En los últimos 15 años la pasé en los alrededores de la capital y aprendí que hacer periodismo en la llamada provincia es toda una odisea que no se manifiesta en la Alfombra Roja de “La Noche de los Mejores”, pero que ahí está como testimonio de una profesión que sutilmente se entremezcla con el poder dominante, desde la Casa Presidencial hasta el Despacho Municipal del más apartado e ignoto municipio.
Qué aleccionante fue sentirse en principio un Gulliver en el país de los enanos y despertar luego en el país de los gigantes, y ver que no era más que uno de tantos periodistas de pueblo que luchan en su entorno por salvar la vida de una pinga quebrada; un último árbol; un último pájaro… Un último UNO.
A decir verdad, “No te digo adiós”, Sabana de Bogotá; “te digo hasta siempre”, dice Leo Marini, pues, no se pueden borrar impunemente 50 años de vivir, gozar y sufrir los avatares de un proceso urbano que a la par conmigo pasó en este medio siglo de un millón a 10 millones de habitantes.
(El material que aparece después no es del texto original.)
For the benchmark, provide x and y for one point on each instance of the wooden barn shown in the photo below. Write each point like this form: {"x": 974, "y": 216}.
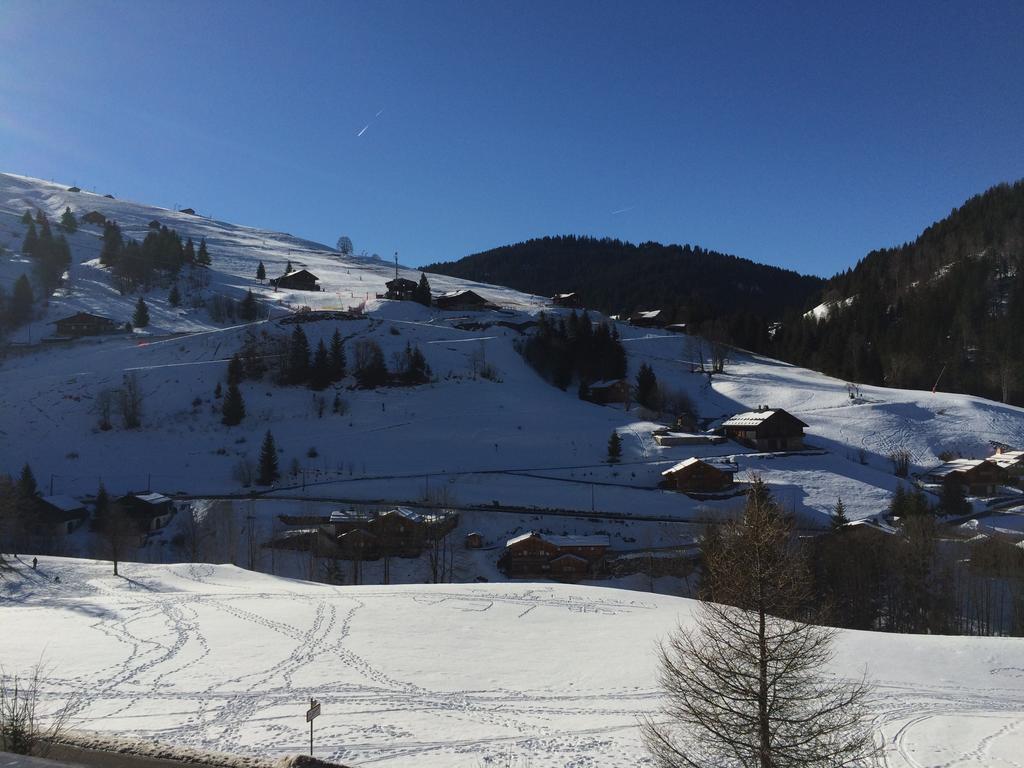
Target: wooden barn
{"x": 1013, "y": 463}
{"x": 977, "y": 476}
{"x": 604, "y": 392}
{"x": 58, "y": 515}
{"x": 462, "y": 301}
{"x": 84, "y": 324}
{"x": 400, "y": 289}
{"x": 564, "y": 557}
{"x": 297, "y": 280}
{"x": 766, "y": 429}
{"x": 147, "y": 511}
{"x": 694, "y": 475}
{"x": 649, "y": 318}
{"x": 567, "y": 300}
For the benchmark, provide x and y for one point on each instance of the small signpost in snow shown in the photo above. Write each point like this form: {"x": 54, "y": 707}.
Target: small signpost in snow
{"x": 311, "y": 713}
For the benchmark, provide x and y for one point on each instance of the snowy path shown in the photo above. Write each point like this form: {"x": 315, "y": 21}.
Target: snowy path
{"x": 217, "y": 657}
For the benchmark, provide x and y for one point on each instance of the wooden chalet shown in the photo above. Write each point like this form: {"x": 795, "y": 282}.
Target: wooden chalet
{"x": 400, "y": 289}
{"x": 462, "y": 301}
{"x": 85, "y": 324}
{"x": 1013, "y": 463}
{"x": 297, "y": 280}
{"x": 58, "y": 515}
{"x": 147, "y": 511}
{"x": 649, "y": 318}
{"x": 567, "y": 300}
{"x": 977, "y": 476}
{"x": 766, "y": 429}
{"x": 315, "y": 541}
{"x": 568, "y": 558}
{"x": 605, "y": 392}
{"x": 694, "y": 475}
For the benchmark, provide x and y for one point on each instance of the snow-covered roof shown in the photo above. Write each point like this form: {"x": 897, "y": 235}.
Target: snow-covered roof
{"x": 954, "y": 466}
{"x": 754, "y": 418}
{"x": 722, "y": 467}
{"x": 153, "y": 498}
{"x": 64, "y": 503}
{"x": 1008, "y": 458}
{"x": 597, "y": 540}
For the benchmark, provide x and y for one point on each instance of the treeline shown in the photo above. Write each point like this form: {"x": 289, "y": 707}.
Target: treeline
{"x": 573, "y": 349}
{"x": 946, "y": 308}
{"x": 916, "y": 580}
{"x": 161, "y": 253}
{"x": 692, "y": 284}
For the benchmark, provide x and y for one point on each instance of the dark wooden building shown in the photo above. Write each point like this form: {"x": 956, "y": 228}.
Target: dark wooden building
{"x": 400, "y": 289}
{"x": 536, "y": 555}
{"x": 58, "y": 515}
{"x": 567, "y": 300}
{"x": 604, "y": 392}
{"x": 297, "y": 280}
{"x": 977, "y": 476}
{"x": 462, "y": 301}
{"x": 649, "y": 318}
{"x": 147, "y": 511}
{"x": 694, "y": 475}
{"x": 84, "y": 324}
{"x": 767, "y": 429}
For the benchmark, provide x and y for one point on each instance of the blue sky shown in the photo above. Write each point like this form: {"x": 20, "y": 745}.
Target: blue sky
{"x": 798, "y": 134}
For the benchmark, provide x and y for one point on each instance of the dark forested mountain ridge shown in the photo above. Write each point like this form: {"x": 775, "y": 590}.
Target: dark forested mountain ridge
{"x": 692, "y": 283}
{"x": 947, "y": 307}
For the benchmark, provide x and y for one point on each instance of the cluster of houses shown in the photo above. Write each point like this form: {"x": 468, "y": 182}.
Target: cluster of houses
{"x": 980, "y": 476}
{"x": 57, "y": 516}
{"x": 349, "y": 535}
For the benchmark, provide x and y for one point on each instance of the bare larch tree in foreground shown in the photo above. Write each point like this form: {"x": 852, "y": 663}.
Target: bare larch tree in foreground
{"x": 745, "y": 684}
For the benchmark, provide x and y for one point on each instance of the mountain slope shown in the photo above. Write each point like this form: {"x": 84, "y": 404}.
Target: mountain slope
{"x": 616, "y": 276}
{"x": 947, "y": 307}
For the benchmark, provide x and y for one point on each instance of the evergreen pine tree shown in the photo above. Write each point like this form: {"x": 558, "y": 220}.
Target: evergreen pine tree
{"x": 249, "y": 309}
{"x": 614, "y": 448}
{"x": 236, "y": 369}
{"x": 68, "y": 221}
{"x": 20, "y": 301}
{"x": 233, "y": 410}
{"x": 31, "y": 239}
{"x": 422, "y": 292}
{"x": 267, "y": 471}
{"x": 337, "y": 357}
{"x": 646, "y": 386}
{"x": 298, "y": 357}
{"x": 140, "y": 318}
{"x": 203, "y": 257}
{"x": 839, "y": 515}
{"x": 27, "y": 486}
{"x": 320, "y": 374}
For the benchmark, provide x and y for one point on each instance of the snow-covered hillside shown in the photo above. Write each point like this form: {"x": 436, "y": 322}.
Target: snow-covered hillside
{"x": 444, "y": 675}
{"x": 516, "y": 440}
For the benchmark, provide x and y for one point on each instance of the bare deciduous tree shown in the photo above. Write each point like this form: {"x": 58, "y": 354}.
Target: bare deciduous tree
{"x": 744, "y": 685}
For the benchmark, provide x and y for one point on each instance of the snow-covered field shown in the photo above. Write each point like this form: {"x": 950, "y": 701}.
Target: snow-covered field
{"x": 443, "y": 675}
{"x": 518, "y": 440}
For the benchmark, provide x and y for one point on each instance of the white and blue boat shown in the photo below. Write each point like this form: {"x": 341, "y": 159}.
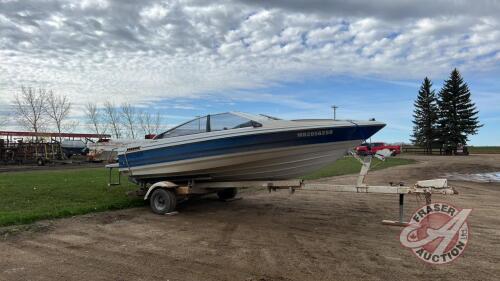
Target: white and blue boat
{"x": 239, "y": 146}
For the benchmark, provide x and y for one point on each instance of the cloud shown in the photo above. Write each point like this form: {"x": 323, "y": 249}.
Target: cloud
{"x": 143, "y": 51}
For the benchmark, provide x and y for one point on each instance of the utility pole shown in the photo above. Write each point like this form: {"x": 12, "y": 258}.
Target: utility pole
{"x": 334, "y": 112}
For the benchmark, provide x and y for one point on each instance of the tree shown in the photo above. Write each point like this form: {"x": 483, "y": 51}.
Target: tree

Y me voy con la íntima convicción de que nunca alcance a conocerte y de que ya nadie podrá decir que te conoce, Bogotá de hirientes contrastes; de esplendidos escenarios e intrincados recovecos; ciudad de todos y de nadie; urbe imponente de la que solo se necesita alzar la vista hacia Monserrate para ver todavía humildes campesinos arriando un “burrao” de desperdicios para todos en la casa, incluyendo perros, gallinas y marranos, y a la espalda un mercadito para paliar el frío y el hambre de los suyos.
Fin de folio/Mi poniente ahora seguirá oteando allende el horizonte desde Fusagasugá (Fusa, en familia), para irme acostumbrando.